Local muscarinic manifestations at the site of exposure (skin, eye, g.i.t.) occur immediately and are followed by complex systemic effects due to muscarinic, nicotinic and central actions. They are—

• Irritation of eye, lacrimation, salivation, sweating, copious trachea-bronchial secretions, miosis, blurring of vision, breathlessness, colic, involuntary defecation and urination. 

• Fall in BP, bradycardia or tachycardia, cardiac arrhythmias, vascular collapse. 

• Muscular fasciculations, weakness, respiratory paralysis (central as well as peripheral). 

• Excitement, tremor, ataxia, convulsions, coma and death. 

• Death is generally due to respiratory failure.

Treatment

• Termination of further exposure to the poison—fresh air, wash the skin and mucous membranes with soap and water, gastric lavage according to need. 

• Maintain patent airway, positive pressure respiration if it is failing. 

• Supportive measures—maintain BP, hydration, control of convulsions with judicious use of diazepam. 

Specific antidotes—

• Atropine It is highly effective in counteracting the muscarinic symptoms, but higher doses are required to antagonize the central effects. It does not reverse peripheral muscular paralysis which is a nicotinic action. All cases of anti-ChE (carbamate or organophosphate) poisoning must be promptly given atropine 2 mg i.e. repeated every 10 min till dryness of mouth or other signs of utopianization appear (up to 200 mg has been administered in a day). Continued treatment with maintenance doses may be required for 1–2 weeks.

• Cholinesterase reactivators Oximes are used to restore neuromuscular transmission in case of organophosphate anti-ChE poisoning. The phosphorylated ChE reacts very slowly or not at all with water. However, if more reactive OH groups in the form of oximes (generic formula R–CH = N–OH) are provided, reactivation occurs more than a million times faster (see Fig. 7.2G and H). 

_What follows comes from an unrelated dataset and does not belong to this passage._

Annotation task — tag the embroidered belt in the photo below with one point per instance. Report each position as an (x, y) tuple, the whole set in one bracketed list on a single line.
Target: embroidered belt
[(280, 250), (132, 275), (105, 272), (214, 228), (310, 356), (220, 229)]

Chronic organophosphate poisoning Repeated exposure to certain fluorine containing and triaryl organophosphates results in polyneuritis and demyelination after a latent period of days and weeks. Sensory disturbances occur first followed by muscle weakness, tenderness and depressed tendon reflexes— lower motor neuron paralysis. In the second phase, spasticity and upper motor neuron paralysis gradually supervenes. Recovery may take years. The mechanism of this toxicity is not known, but it is not due to inhibition of ChE; there is no specific treatment.